When the going got tough in court, Joling and his wife got going. Fleeing from Oregon to Arizona, they might have hid out successfully for a while, but for the fact that Joling felt the need to call one of the tenants in the rental properties he was able to accumulate by not paying some $1.2 million in taxes over the years and harass him about unpaid rent.
Once the Jolings were apprehended, Ronald was sentence to eight years in prison, but his wife of fifty-two years was only sentenced to four. Why the distinction? Because she claims she was just obeying her husband, as required by the Bible.

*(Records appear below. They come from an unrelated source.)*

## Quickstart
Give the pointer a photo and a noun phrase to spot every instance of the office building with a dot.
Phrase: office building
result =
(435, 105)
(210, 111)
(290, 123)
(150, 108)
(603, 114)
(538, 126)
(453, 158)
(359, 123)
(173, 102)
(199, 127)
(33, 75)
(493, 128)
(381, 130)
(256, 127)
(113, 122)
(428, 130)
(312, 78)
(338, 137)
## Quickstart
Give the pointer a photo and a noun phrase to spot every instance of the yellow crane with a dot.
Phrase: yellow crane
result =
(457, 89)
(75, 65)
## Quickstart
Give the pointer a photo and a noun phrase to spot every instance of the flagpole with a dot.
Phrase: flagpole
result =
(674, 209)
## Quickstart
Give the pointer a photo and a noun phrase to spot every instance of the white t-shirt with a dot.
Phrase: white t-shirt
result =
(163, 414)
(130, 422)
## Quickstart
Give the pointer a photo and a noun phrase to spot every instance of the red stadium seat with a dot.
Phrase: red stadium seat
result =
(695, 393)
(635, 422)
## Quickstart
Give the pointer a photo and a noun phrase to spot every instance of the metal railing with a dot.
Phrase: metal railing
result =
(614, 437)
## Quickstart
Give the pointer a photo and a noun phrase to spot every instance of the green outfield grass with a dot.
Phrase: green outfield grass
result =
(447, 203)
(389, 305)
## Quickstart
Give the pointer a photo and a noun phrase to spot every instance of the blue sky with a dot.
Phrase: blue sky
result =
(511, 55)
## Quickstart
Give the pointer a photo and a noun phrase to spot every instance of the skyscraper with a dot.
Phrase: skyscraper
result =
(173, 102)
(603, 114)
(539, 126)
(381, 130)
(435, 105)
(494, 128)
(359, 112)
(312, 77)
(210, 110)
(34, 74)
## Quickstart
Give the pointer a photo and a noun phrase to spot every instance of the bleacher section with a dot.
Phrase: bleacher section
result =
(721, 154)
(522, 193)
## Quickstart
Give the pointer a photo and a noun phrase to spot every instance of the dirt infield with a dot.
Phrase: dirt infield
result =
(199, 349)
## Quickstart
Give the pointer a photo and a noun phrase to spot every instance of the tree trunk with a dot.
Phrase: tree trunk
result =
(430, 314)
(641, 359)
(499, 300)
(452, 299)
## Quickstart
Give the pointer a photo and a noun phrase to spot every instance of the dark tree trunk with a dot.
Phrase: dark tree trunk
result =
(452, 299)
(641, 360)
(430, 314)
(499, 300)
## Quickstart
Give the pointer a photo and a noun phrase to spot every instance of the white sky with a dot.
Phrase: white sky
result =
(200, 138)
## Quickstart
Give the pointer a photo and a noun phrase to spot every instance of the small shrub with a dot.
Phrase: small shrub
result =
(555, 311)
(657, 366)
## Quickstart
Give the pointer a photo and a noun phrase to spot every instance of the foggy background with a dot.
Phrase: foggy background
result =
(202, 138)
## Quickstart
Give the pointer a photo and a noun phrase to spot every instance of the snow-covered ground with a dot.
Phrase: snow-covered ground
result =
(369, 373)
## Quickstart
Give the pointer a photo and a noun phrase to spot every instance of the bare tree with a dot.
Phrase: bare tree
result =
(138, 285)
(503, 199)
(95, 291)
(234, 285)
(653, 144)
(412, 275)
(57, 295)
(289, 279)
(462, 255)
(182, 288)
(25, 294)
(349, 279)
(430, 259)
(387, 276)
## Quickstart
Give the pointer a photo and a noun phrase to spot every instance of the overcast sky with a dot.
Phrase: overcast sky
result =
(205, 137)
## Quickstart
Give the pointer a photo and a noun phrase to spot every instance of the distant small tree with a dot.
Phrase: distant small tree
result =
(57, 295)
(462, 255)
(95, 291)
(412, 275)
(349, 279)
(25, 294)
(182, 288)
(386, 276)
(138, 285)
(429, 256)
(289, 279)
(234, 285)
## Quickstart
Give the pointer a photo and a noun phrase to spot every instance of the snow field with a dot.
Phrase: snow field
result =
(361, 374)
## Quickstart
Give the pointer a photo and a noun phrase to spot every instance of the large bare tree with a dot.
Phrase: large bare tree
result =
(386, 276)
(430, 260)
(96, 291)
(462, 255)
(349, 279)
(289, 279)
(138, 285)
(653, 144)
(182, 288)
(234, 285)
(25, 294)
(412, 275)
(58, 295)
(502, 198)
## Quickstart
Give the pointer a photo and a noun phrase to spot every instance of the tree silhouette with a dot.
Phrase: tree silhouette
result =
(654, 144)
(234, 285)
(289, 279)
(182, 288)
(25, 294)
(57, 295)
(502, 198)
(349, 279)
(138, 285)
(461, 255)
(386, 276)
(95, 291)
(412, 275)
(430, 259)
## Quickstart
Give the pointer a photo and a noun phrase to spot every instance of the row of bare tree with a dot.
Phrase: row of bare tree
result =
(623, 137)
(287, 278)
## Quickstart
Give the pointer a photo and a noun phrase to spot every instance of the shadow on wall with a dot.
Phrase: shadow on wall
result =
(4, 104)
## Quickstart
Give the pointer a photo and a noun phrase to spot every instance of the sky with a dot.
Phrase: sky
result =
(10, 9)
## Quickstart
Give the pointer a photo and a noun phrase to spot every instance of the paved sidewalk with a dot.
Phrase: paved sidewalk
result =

One of the most successful God experts of the 1980s was televangelist Jim Bakker, whose empire included a giant amusement park that avoided paying taxes as a “church.” The conventional wisdom has always been that Bakker was brought down by his paramour, Jessica Hahn, to whom he paid hush money—but not in amounts large enough to keep her from revealing everything (in more ways than one) in Playboy magazine. The ensuing investigation turned up the unpleasant fact that Bakker had sold in advance far more timeshare units in a condo he was building than he actually had units available. He wound up being sentenced to eighteen years in prison (though he was paroled after only five). He also apparently still owes the IRS several million dollars.
Bakker wrote a book in 1996 called I Was Wrong. But now it turns out that he may have been wrong about being wrong. He’s been back on television for a while now, selling freeze-dried food to survivalists. During one of his shows last month, he revealed a story someone had told him about a conversation that person had with a witch at the peak of Bakker’s televangelism career. “He was flying on an airplane and he sat next to this woman and they got to talking…. she said ‘I’m a witch,’ I mean that’s insane, but she was proud of it,” said Bakker. “She said ‘right now all the witches…they’re all agreeing they’re going to destroy the television ministries and we’re starting with Jim Bakker.…We are all praying—Praying!—to destroy him.’”
So now you know what really happened.
Maybe this also explains the rapid expansion of interest in exorcisms within the Catholic Church, from Pope Francis all the way down. I had thought it was just about getting fees for services—exorcists aren’t cheap, you know. But if the church is really trying to develop more internal expertise to protect its billions from the wiles of witches, then the whole picture begins to make more sense. Doesn’t it?